¹Departamento de Química, Universidad Técnica Federico Santa María, Casilla 110-V, Valparaíso, Chile; e-mail: marisa.piovano@usm.cl.
²Dipartimento di Chimica Generale ed Organica Applicata, Università di Torino, Via P. Giuria 7, 10125 Torino, Italy.
³Dipartimento di Chimica Organica, Università di Pavia, Via Taramelli 10, 27100 Pavia, Italy.

ABSTRACT

A mixture of oleic, linoleic and a-linolenic esters (1b-d, 2b-d) of ergosterol (1a) and episterol (2a) was isolated from the fruiting bodies of Mycena chlorinella. Ergosterol and its endoperoxide (3) were also found as free sterols. In addition, relatively large amounts of the nucleoside adenosine (4) were isolated.

Keywords: Mycena chlorinella, basidiomycete, fungus, sterols, fatty acid, sterol esters, adenosine.

INTRODUCTION

Mycena, Basidiomycetes of the Tricholomataceae family (1), constitutes a saprophytic, non-symbiotic, cosmopolitan genus of fungi. It comprises more than 500 described species which grow on decomposing plant material such as rotten wood, leaves, conifer needles, etc. No Mycena species have any nourishing value, while M. pura and its allies are classified as poisonous, presumably due to the presence of muscarine and epi-muscarine (2).
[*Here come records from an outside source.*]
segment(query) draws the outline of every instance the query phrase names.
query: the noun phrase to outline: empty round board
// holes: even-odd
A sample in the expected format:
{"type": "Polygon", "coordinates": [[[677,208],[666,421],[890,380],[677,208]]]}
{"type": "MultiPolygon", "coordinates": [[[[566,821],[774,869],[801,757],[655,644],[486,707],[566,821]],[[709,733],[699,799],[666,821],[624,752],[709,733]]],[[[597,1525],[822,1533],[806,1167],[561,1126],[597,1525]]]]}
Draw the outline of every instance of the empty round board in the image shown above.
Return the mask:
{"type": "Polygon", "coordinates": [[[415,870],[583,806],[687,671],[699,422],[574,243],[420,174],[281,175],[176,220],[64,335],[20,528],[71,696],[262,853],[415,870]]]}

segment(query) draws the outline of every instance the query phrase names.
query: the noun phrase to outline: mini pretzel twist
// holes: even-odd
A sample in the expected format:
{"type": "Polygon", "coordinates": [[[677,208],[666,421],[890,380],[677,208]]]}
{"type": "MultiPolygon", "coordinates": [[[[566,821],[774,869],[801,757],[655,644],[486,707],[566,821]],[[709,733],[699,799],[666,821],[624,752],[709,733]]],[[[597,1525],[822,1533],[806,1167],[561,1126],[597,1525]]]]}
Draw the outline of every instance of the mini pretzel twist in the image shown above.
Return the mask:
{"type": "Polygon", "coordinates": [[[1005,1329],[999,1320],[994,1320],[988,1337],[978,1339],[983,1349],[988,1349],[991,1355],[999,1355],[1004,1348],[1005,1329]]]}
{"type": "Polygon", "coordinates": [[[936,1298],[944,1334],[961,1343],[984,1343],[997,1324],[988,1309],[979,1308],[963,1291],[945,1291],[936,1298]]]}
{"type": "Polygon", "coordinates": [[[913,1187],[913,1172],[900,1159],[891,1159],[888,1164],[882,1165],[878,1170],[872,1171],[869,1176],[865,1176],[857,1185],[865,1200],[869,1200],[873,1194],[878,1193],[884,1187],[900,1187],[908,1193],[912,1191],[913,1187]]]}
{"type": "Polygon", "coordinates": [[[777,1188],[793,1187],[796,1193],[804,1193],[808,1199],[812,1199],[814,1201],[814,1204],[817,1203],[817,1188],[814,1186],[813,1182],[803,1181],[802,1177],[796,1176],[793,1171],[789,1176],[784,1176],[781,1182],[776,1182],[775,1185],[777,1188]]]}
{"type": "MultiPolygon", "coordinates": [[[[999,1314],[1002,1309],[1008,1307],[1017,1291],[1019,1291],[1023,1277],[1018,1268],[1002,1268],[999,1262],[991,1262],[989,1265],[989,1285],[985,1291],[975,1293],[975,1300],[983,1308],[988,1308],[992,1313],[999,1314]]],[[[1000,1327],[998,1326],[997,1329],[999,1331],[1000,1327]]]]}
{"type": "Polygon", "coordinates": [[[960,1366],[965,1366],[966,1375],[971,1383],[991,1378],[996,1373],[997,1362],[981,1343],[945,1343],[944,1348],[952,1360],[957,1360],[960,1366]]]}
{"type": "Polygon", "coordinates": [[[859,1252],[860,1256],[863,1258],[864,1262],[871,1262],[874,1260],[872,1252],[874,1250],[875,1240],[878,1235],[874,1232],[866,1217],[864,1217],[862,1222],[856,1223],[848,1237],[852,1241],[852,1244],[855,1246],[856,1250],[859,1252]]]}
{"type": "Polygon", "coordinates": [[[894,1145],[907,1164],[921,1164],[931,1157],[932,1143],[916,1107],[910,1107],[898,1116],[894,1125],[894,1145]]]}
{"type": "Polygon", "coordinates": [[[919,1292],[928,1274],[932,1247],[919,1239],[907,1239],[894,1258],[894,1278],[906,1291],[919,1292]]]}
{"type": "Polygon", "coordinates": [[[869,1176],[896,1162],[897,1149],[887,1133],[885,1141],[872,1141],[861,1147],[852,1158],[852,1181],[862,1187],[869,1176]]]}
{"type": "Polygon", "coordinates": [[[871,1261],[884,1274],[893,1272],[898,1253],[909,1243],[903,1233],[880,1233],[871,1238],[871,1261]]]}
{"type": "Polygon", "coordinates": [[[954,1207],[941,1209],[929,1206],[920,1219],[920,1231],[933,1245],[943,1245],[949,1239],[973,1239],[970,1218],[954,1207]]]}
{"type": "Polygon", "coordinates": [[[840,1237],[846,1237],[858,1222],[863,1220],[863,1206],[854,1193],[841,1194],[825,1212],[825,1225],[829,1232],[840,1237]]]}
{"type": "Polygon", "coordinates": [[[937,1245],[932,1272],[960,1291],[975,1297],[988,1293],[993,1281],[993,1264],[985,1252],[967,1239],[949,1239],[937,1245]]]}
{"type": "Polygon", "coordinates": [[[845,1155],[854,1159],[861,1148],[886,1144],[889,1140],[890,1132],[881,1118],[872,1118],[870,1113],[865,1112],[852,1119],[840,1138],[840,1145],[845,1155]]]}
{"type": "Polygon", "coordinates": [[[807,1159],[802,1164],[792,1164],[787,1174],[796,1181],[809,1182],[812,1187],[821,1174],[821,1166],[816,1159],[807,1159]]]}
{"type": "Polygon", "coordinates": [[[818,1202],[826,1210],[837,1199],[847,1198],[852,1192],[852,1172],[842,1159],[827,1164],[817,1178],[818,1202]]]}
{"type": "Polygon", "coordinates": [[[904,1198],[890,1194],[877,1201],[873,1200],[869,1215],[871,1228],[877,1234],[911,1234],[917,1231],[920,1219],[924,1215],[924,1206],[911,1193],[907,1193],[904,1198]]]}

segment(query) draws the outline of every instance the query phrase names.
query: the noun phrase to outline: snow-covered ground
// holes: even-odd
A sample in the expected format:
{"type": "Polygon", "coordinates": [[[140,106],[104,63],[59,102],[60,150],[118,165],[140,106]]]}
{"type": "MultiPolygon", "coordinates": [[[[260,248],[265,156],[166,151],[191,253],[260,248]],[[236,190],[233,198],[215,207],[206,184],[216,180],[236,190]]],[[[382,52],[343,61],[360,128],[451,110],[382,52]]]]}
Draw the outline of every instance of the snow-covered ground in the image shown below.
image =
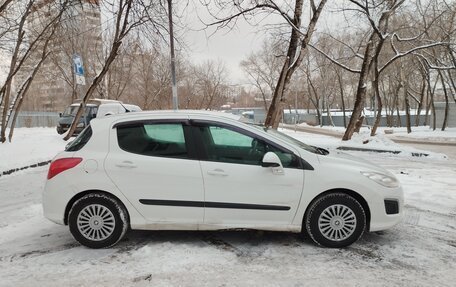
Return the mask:
{"type": "Polygon", "coordinates": [[[12,142],[0,144],[0,174],[13,168],[48,161],[66,144],[54,128],[15,129],[12,142]]]}
{"type": "MultiPolygon", "coordinates": [[[[332,127],[332,126],[313,127],[313,126],[309,126],[305,123],[299,124],[298,126],[305,127],[305,128],[324,129],[324,130],[338,132],[340,134],[343,134],[345,132],[344,127],[332,127]]],[[[419,127],[412,126],[411,128],[412,128],[412,132],[407,133],[406,127],[400,127],[400,128],[379,127],[377,129],[377,134],[383,135],[384,137],[387,137],[390,139],[408,139],[408,140],[446,142],[446,143],[456,144],[456,128],[446,128],[444,131],[442,131],[440,128],[433,130],[429,126],[419,126],[419,127]],[[385,134],[385,130],[393,131],[393,133],[385,134]]],[[[370,127],[363,126],[360,130],[360,133],[369,134],[370,127]]]]}
{"type": "MultiPolygon", "coordinates": [[[[404,146],[398,143],[393,142],[389,137],[383,134],[377,134],[376,136],[371,137],[369,131],[363,130],[359,133],[353,134],[353,137],[350,141],[342,141],[336,137],[314,135],[309,133],[300,133],[293,132],[291,130],[281,129],[282,132],[287,133],[290,136],[293,136],[300,141],[308,143],[310,145],[316,145],[320,147],[330,148],[330,149],[361,149],[361,150],[377,150],[383,152],[397,153],[396,156],[409,158],[412,156],[426,156],[428,158],[436,159],[445,159],[447,155],[442,152],[431,152],[427,150],[417,149],[410,146],[404,146]]],[[[440,138],[442,139],[442,138],[440,138]]],[[[432,141],[434,142],[434,141],[432,141]]],[[[452,139],[444,141],[444,143],[451,143],[452,139]]],[[[456,149],[456,143],[453,147],[456,149]]]]}
{"type": "MultiPolygon", "coordinates": [[[[339,145],[332,137],[288,133],[339,145]]],[[[65,145],[53,129],[18,129],[18,144],[21,134],[22,147],[0,145],[2,166],[50,159],[65,145]]],[[[402,224],[346,249],[319,248],[291,233],[135,231],[113,248],[91,250],[43,218],[47,167],[2,176],[0,286],[454,286],[456,158],[350,153],[401,180],[406,210],[402,224]]]]}

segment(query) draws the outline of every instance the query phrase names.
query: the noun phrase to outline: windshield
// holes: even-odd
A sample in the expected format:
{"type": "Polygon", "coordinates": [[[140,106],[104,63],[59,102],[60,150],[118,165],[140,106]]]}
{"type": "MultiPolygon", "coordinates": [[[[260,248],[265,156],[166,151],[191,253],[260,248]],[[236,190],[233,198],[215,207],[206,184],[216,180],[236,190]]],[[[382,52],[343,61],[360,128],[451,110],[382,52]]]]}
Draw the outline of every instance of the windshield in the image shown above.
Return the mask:
{"type": "MultiPolygon", "coordinates": [[[[66,108],[65,112],[63,113],[62,116],[64,117],[74,117],[76,116],[76,113],[78,112],[79,105],[77,106],[69,106],[66,108]]],[[[96,114],[97,113],[97,107],[86,107],[85,108],[85,113],[84,115],[87,116],[89,114],[96,114]],[[90,111],[90,113],[89,113],[90,111]]]]}
{"type": "Polygon", "coordinates": [[[65,112],[63,112],[63,116],[75,116],[76,113],[78,112],[78,106],[69,106],[66,108],[65,112]]]}
{"type": "Polygon", "coordinates": [[[263,126],[257,126],[257,125],[252,125],[252,126],[254,126],[257,129],[261,129],[262,131],[267,132],[268,134],[276,136],[289,144],[297,145],[300,148],[302,148],[303,150],[306,150],[308,152],[316,153],[316,154],[327,154],[327,151],[323,152],[323,149],[321,149],[321,148],[307,145],[307,144],[305,144],[301,141],[298,141],[297,139],[290,137],[289,135],[279,132],[275,129],[265,128],[263,126]]]}

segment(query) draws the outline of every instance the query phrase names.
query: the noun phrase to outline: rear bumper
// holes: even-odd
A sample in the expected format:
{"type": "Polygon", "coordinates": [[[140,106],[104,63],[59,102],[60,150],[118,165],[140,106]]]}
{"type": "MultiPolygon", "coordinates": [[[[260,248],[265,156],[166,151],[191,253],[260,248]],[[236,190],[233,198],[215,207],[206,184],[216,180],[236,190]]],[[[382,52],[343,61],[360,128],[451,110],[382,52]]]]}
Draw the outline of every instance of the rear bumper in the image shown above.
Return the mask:
{"type": "Polygon", "coordinates": [[[57,224],[65,224],[65,209],[68,202],[74,196],[74,192],[68,187],[64,176],[57,176],[46,182],[43,191],[43,214],[44,217],[57,224]]]}

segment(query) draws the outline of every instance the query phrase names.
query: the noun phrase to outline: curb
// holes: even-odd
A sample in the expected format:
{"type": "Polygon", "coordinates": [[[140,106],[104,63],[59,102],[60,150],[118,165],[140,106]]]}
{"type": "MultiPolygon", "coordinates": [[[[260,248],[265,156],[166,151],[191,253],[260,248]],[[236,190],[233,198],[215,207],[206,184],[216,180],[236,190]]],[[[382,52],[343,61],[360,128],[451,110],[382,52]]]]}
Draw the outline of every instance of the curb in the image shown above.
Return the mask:
{"type": "Polygon", "coordinates": [[[25,170],[25,169],[29,169],[29,168],[45,166],[45,165],[48,165],[50,162],[51,162],[51,160],[41,161],[39,163],[34,163],[34,164],[23,166],[23,167],[18,167],[18,168],[13,168],[10,170],[2,171],[2,172],[0,172],[0,177],[5,176],[5,175],[10,175],[12,173],[15,173],[15,172],[18,172],[21,170],[25,170]]]}
{"type": "MultiPolygon", "coordinates": [[[[336,149],[338,149],[338,150],[349,150],[349,151],[392,153],[392,154],[400,154],[402,152],[402,151],[398,151],[398,150],[371,149],[371,148],[349,147],[349,146],[340,146],[340,147],[338,147],[336,149]]],[[[422,152],[412,152],[412,156],[426,157],[426,156],[429,156],[429,154],[428,153],[422,153],[422,152]]]]}

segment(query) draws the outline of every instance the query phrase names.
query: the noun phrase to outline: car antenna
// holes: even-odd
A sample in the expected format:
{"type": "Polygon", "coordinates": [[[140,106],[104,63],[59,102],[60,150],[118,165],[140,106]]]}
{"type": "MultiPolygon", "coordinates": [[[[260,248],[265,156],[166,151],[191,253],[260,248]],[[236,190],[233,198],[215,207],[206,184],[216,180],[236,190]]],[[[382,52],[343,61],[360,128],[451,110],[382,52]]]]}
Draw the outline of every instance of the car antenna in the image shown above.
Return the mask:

This genus appears to be a very promising source of new bioactive secondary metabolites: from pure cultures of several Mycena species, a number of different molecular structures have been isolated, such as polyacetylenes from M. viridimarginata (3), a fulvene sesquiterpene from M. leaiana (4) and the diterpene citricolic acid from the pathogenous M. citricolor (5).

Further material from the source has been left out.